Every time W3 Total Cache creates a page cache without WP Widget Cache, it runs every single widget query. But with WP Widget Cache on, W3 Total Cache may not even run those queries for hours on end (in my case, some of my widgets go for 24 hours cached). Suddenly a page that used to generate 15 extra queries for the widgets is cut down to no extra queries.
All my database connection errors went away after activating WP Widget Cache and tweaking each widget’s cache setting.
End result: I’m pretty happy on Dreamhost. Until, I assume, the next level of readership, in which case I’m going to need to shell out for a virtual private server—but that’s not likely to come for some time, if ever.
I dreamed about many things last night, all of it mundane—thank the gods—but there was one dream in which someone had written a book with a snarky swipe at my blog, commenting that I’d gone from writing deep articles about my PTSD, fantasy/science fiction book reviews, and essays about Sherlock Holmes, to frippery about Spiral Knights.
It was all just a dream, but it does encapsulate some of my insecurities. Spontaneous ∂erivation has always been eclectic, a blog with changing themes that range from the personal to the informative to the whimsical. Years ago, this blog used to be about meta-blogging, for instance, but those days are now so far in the past as to be, well, very rarely picked up by StumbleUpon.
Past themes, of course, can sometimes revisited. And I’ve not yet stopped any of the categories in the first paragraph; they are simply resting while I, well, work out my addiction to Spiral Knights into something a little bit calmer.
I’ve also been living in Normalville due to the Abilify, with some oddities here and there. It’s a relief, but it’s not going to last. I can already feel the world falling apart a little when I think about summer.

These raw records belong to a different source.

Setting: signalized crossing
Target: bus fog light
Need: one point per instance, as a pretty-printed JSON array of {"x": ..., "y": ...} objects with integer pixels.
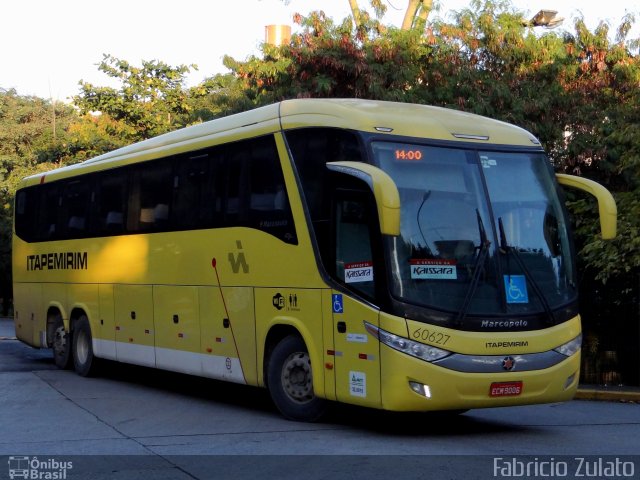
[
  {"x": 420, "y": 389},
  {"x": 569, "y": 381},
  {"x": 570, "y": 347}
]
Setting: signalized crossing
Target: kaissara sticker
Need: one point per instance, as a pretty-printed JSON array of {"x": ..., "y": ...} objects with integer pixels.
[
  {"x": 433, "y": 269},
  {"x": 358, "y": 272},
  {"x": 358, "y": 384}
]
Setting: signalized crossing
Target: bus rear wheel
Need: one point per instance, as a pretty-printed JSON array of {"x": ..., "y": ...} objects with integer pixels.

More on that later.
The newest releases of the WordPress iPhone app have been buggy as hell, and as I tend to compose longer posts, it annoys me when it crashes on autosave, reformats line breaks incorrectly, nukes drafted posts, and don’t get me started on its media capabilities. Many of these are supposedly fixed now, with more fixes on the way, but it’s rather depressing. I’d pay for something that was more stable.
And then I thought: well, why not find a plugin that adapts the WordPress admin pages for a mobile web browser? So I went out and got one. Painless to install after waiting for a day to get a developer key from the Wapple folks.
It has a few issues, such as not showing default values prefilled in the custom fields section, though it’s relatively harmless because the default values do take after you add the post, allowing notification/cross-posting plugins to still work. It has a major issue involving custom fields with default values. LESS USEFUL.
Media uploading doesn’t work at all, but it’s not like the current WordPress iPhone app is all that wonderful for this function yes.
At any rate, since my posts are mainly text, and I probably need to store pictures on Flickr (love their app, except they make it difficult to generate image link code), I’m alright with this particular mobile admin plugin. Go Wapple, I suppose.